In fairness, Republicans are clearly being hypocritical on this issue and probably no one more than Senate Judiciary Chair Lindsay Graham.
.@LindseyGrahamSC in 2018:
“I’ll tell you this…if an opening comes in the last year of president Trump's term and the primary process has started we'll wait to the next election.” pic.twitter.com/AUZ3AeHDPD
— Sarah Longwell (@SarahLongwell25) September 19, 2020
However, Democrats are full of the exact same (yet opposite) hypocrisy, and the media has largely been silent about it, at least in relative terms.
Biden thought that in 2016, Garland should be given a floor vote in an election year.
Vice President @JoeBiden in 2016 where he urged the Senate to take up a vote on Chief Judge Merrick Garland, President Barack Obama's nominee to fill the Supreme Court vacancy created upon the death of Justice Antonin Scalia. #RuthBaderGinsberg https://t.co/fSdQRsbBkY pic.twitter.com/xClPsOFdSs
— James LaPorta (@JimLaPorta) September 19, 2020
Even Ginsberg herself felt that filling a SCOTUS seat in an election year was OK.
“There’s nothing in the Constitution that says the president stops being the president in his last year,” Ginsburg told the New York Times in 2016 when she urged the Senate to do “their job” and consider President Obama’s court nominee Merrick Garland.
Pelosi, Schumer, and every other Democrat in Congress have a wall full of tweets and comments in 2016 pushing for the exact thing that they now abhor.
— Chuck Schumer (@SenSchumer) February 23, 2016
The absolute bottom line is that this is about politics and nothing else, and neither side including the mainstream press should pretend any different. It’s clear that Donald Trump will nominate someone as Obama did in 2016, and if (big if) Republicans can get the votes in the Senate (either before or after election day), they’re going to try to confirm that nominee. Full stop.
What it means for Mississippi
We have a US Senate race that has largely been devoid from a lot of action. COVID, early reliable polls saying that the race wasn’t particularly close and competitive races with the Senate in balance has left the Mississippi race as a bit of an afterthought. Democrat Mike Espy looks like he’s going to get fueled by a lot of outside money and out raise incumbent Republican Cindy Hyde-Smith down the home stretch, so it will likely tighten some.
Trump has said he will nominate a woman to replace Ginsberg.

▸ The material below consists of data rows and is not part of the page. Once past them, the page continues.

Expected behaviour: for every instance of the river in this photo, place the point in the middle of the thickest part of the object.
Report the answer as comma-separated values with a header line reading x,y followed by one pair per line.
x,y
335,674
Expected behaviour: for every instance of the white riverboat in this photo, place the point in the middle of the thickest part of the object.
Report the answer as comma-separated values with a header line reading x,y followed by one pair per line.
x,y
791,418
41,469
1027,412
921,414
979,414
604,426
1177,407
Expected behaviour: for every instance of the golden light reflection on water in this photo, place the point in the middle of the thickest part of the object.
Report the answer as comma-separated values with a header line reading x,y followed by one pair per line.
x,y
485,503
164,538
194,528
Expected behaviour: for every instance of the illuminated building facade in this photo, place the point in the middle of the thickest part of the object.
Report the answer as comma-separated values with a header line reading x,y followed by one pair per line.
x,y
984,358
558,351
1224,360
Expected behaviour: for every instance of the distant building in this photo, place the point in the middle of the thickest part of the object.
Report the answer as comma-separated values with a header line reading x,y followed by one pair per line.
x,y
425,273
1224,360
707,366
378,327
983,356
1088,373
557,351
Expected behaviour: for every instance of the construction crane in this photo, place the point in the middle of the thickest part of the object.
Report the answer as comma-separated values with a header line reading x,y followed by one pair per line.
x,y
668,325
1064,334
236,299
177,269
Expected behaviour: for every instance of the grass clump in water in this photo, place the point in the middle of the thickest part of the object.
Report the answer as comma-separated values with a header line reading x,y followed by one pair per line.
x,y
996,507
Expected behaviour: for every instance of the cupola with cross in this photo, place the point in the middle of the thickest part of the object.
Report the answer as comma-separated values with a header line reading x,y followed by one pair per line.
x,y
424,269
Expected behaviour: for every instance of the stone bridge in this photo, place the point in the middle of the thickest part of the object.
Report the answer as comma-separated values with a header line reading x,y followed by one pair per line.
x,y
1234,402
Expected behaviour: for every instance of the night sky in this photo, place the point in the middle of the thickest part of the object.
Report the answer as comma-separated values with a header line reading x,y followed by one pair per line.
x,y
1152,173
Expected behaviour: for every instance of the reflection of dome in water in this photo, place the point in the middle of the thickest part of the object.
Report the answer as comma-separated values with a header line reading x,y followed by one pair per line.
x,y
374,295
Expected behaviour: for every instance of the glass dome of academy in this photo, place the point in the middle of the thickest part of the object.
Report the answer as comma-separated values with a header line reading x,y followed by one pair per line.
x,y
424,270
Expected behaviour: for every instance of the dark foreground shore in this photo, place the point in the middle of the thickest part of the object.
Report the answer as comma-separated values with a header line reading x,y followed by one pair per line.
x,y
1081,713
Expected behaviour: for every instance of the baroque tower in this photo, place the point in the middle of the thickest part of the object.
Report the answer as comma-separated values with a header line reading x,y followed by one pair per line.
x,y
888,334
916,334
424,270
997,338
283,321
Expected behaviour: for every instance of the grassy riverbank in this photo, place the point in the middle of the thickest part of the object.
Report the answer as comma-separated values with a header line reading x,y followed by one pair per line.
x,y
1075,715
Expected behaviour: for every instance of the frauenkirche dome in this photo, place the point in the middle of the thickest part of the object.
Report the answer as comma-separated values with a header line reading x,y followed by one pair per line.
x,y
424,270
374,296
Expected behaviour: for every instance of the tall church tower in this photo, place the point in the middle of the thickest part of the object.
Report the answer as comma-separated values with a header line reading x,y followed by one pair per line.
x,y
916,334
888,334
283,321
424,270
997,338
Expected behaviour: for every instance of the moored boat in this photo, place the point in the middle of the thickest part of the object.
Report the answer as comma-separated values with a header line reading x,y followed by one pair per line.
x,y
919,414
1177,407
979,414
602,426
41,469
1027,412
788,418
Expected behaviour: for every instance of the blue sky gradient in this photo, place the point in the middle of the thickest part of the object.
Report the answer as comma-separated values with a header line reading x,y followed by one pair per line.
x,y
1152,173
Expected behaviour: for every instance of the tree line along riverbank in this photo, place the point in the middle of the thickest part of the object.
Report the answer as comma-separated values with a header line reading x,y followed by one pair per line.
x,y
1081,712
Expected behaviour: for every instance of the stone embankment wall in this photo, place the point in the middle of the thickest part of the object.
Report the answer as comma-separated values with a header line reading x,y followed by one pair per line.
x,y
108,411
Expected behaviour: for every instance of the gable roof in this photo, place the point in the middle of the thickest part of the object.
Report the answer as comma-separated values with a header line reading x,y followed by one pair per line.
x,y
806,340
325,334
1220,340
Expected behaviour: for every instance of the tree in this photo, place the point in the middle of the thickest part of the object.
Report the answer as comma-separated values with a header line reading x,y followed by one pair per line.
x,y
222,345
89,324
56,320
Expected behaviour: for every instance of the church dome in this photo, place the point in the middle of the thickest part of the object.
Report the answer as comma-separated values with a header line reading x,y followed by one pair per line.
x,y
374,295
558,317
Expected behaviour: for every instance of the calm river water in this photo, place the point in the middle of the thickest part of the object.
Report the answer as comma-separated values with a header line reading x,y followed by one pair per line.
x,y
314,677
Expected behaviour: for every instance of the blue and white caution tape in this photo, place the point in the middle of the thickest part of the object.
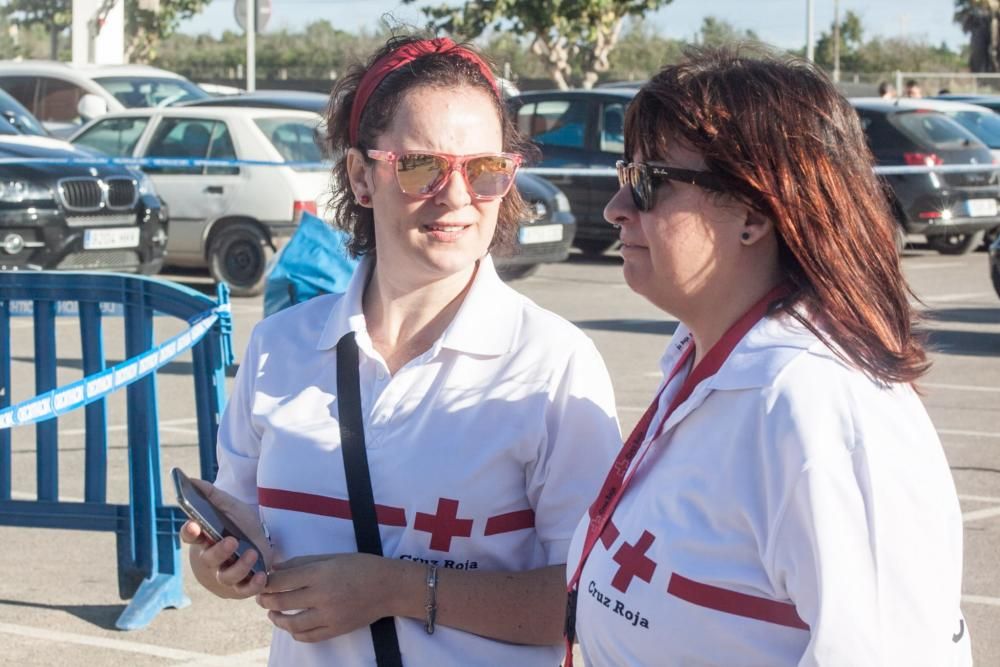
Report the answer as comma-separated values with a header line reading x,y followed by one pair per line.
x,y
83,392
26,308
163,162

Speculation has largely centered around Amy Coney Barrett or Barbara Lagoa (who was confirmed to the 11th circuit 80-15 less than a year ago). The mainstream media has already started on the attack.
In an election cycle that has largely been a referendum on Trump, who is still way up in the polls in Mississippi, the SCOTUS pick has the real potential to get the conversation back to “elephants and donkeys”. While Trump seems to be down in the electoral math today, this confirmation fight will definitely put Senators and Senate candidates on some tough decisions.

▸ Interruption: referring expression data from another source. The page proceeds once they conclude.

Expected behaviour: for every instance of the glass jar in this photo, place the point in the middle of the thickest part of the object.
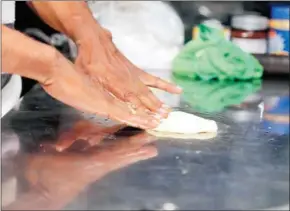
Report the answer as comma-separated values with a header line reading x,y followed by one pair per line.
x,y
249,32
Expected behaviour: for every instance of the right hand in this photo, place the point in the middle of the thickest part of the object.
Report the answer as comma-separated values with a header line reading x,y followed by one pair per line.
x,y
78,90
65,81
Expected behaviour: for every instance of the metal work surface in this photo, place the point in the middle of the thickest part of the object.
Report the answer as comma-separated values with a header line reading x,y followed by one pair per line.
x,y
246,166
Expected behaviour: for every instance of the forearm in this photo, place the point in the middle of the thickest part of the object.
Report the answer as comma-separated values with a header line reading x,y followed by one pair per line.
x,y
72,18
26,57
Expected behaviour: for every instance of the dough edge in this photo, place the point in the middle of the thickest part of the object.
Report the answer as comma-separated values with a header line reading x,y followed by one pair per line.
x,y
198,136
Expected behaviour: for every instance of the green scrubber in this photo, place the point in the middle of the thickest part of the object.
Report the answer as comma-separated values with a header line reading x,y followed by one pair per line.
x,y
211,56
214,96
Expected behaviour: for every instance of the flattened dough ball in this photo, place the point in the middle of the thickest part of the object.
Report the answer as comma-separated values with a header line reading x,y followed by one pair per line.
x,y
186,126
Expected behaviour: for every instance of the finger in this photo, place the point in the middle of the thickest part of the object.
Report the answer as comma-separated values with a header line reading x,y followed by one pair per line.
x,y
65,141
124,92
152,102
159,83
119,111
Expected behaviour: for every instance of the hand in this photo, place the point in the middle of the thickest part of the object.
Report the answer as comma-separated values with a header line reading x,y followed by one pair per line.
x,y
100,59
63,81
76,89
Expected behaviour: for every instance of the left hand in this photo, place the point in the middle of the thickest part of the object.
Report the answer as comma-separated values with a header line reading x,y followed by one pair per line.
x,y
100,58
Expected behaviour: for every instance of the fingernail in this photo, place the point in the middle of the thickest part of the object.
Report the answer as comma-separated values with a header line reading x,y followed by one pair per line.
x,y
155,123
164,109
158,117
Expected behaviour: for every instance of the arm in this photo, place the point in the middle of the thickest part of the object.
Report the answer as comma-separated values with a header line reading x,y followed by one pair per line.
x,y
100,58
72,18
20,55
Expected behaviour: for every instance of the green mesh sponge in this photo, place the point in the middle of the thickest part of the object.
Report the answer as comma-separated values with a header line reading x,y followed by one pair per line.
x,y
211,56
214,96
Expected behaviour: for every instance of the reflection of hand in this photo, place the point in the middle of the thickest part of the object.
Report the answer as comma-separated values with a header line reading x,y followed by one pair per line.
x,y
57,177
100,59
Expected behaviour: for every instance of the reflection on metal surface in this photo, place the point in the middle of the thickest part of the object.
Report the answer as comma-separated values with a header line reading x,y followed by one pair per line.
x,y
47,170
4,79
244,167
276,116
215,96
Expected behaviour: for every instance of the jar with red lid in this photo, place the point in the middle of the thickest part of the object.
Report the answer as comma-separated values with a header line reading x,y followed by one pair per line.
x,y
249,32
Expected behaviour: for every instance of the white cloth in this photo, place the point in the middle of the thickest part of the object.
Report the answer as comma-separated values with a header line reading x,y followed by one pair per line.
x,y
8,12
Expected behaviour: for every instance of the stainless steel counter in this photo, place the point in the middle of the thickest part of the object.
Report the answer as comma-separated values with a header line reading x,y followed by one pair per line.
x,y
246,166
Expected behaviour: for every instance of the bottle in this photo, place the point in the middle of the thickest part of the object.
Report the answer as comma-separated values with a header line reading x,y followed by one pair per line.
x,y
279,29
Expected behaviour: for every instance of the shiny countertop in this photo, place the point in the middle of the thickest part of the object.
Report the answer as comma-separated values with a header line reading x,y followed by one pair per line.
x,y
246,166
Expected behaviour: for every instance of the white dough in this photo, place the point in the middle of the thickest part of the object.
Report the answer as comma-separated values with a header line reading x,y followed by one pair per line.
x,y
185,125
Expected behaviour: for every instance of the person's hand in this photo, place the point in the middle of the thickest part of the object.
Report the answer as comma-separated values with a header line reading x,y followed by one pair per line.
x,y
78,90
100,59
61,79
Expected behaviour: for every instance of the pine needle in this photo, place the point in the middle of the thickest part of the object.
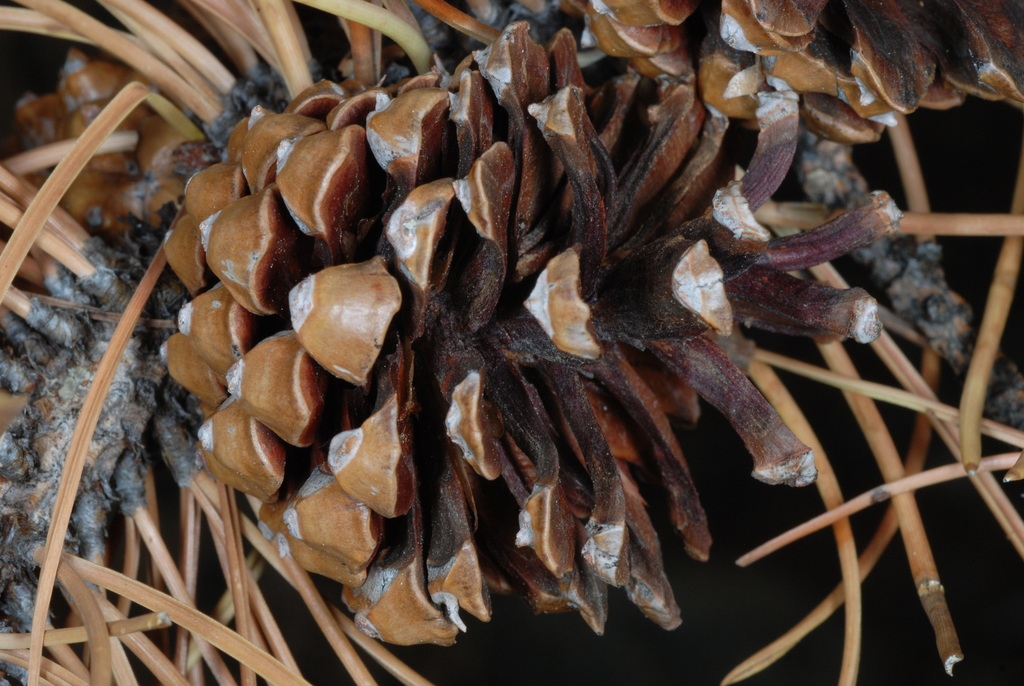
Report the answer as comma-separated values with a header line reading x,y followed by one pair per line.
x,y
293,60
993,322
777,394
31,22
72,635
192,619
881,494
380,19
129,52
78,453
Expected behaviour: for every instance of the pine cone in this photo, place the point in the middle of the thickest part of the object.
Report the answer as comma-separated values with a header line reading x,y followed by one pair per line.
x,y
115,186
437,323
854,62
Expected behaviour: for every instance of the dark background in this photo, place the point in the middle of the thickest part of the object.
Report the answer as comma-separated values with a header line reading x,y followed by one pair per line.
x,y
969,156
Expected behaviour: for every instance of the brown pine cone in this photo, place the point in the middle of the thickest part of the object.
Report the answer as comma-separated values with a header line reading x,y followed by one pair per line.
x,y
434,326
115,186
855,62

The toughest decision that may get driven is that Espy will have to make commitments to keep his out of state funding spigot flowing by opposing a woman, and possibly a woman of color, for a SCOTUS confirmation.
Although the TV and print press establishment in Mississippi will move heaven and earth to defend him and help him obfuscate, that’s going to be a really tough spot for him to have to politically fight against a female nominee.
Buckle your chinstraps, sports fans. It’s about to get real interesting.